Pengembangan batik di Kecamatan Gedangsari dimulai semenjak ada bantuan, baik berupa dana maupun pelatihan pasca gempa Jogja tahun 2006 silam. Berbagai bantuan dari dalam maupun luar negeri berdatangan hingga mereka mendapatkan kesempatan untuk berkembang.
Tak hanya untuk orang tua, masa anak-anak pun diwarnai dengan pengembangan kerajinan batik dengan memasukkan pelatihan membatik di dalam kurikulum di sekolah-sekolah yang ada di kecamatan Gedangsari. Anak di bangku SD hingga SMP dibekali dengan prinsip dasar membatik serta pengembangannya, tak terkecuali SDN Tegalrejo. Jika ingin memperkuat skill-nya, mereka diarahkan untuk melanjutkan sekolah di SMK 2 Gedangsari, jurusan Tata Busana.
Oleh karenanya, dimasukanlah kurikulum membatik mulai kelas 3 SD lalu dibangunlah SMK 2 Tata Busana dengan tujuan untuk memaksimal potensi batik lokal. Harapannya, masyarakat kelak tak hanya menjual batik dalam wujud kain lembaran, namun bisa memasarkannya dalam rupa pakaian jadi sehingga meningkatkan nilai dari karya seni tersebut.
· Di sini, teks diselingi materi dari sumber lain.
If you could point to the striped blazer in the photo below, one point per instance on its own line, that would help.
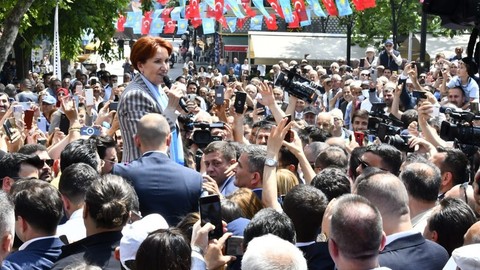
(136, 101)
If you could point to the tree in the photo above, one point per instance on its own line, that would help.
(11, 26)
(75, 16)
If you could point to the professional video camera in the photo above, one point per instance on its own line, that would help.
(387, 128)
(203, 136)
(298, 86)
(461, 128)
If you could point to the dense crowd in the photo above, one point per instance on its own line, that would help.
(368, 166)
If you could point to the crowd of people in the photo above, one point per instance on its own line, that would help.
(369, 166)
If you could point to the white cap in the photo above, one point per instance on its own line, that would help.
(135, 233)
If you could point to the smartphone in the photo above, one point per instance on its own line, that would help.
(28, 118)
(240, 99)
(419, 94)
(7, 126)
(211, 211)
(89, 100)
(89, 131)
(113, 106)
(289, 136)
(234, 246)
(79, 90)
(219, 95)
(64, 124)
(359, 137)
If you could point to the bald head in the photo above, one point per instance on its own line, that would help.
(153, 131)
(472, 236)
Batik Kalimosodho, Saksi Perjuangan Sang Buruh hingga menjadi Pengusaha Sukses
Pengembangan batik tulis di Kecamatan Gedangsari ini memang berprogres dari waktu ke waktu. Tujuan dari berbagai CSR yang masuk sebenarnya bagus, yaitu memanfaatkan potensi SDM masyarakatnya untuk mengubah mental 'buruh' menjadi mental 'pengusaha'. Diceritakan bahwa masyarakat desa ini kurang memiliki greget untuk membangun bisnis sendiri. Â
Tak dapat dipungkiri, masyarakat dengan kategori menengah ke bawah memang butuh uang. Jika menjadi buruh, gaji bisa diterima per hari atau per minggu, alias langsung dapat uang. Namun jika menjadi pengusaha, tentu di awal harus menginvestasikan segenap tenaga, waktu dan biaya untuk sebuah usaha dan hasilnya pun tak langsung dapat diterima dengan cepat. Namun, secara perekonomian, tentu seorang pengusaha memiliki masa depan yang lebih menjanjikan.
Sebuah lembaga yang dididirikan Jepang untuk membantu negara berkembang masuk ke area Tegalrejo pasca gempa Jogja 2006, rupanya telah memberi perubahan pada dirinya. Ia yang sebelumnya bekerja sebagai buruh batik, usai menerima bantuan alat-alat produksi membatik, akhirnya memberanikan diri untuk membuat usaha batik sendiri.
Surono mempercantik produk batiknya dengan polesan warna alam, warna yang kebanyakan berwarna kalem dengan bahan daun indigo, buah jelawe serta kulit kayu dari tingi, tegeran, jambal dan secang. Selain membatik, laki-laki yang juga piawai menjadi dalang hajatan ini juga memproduksi topeng lukis serta gamelan yang sering dipesan oleh pihak-pihak tertentu.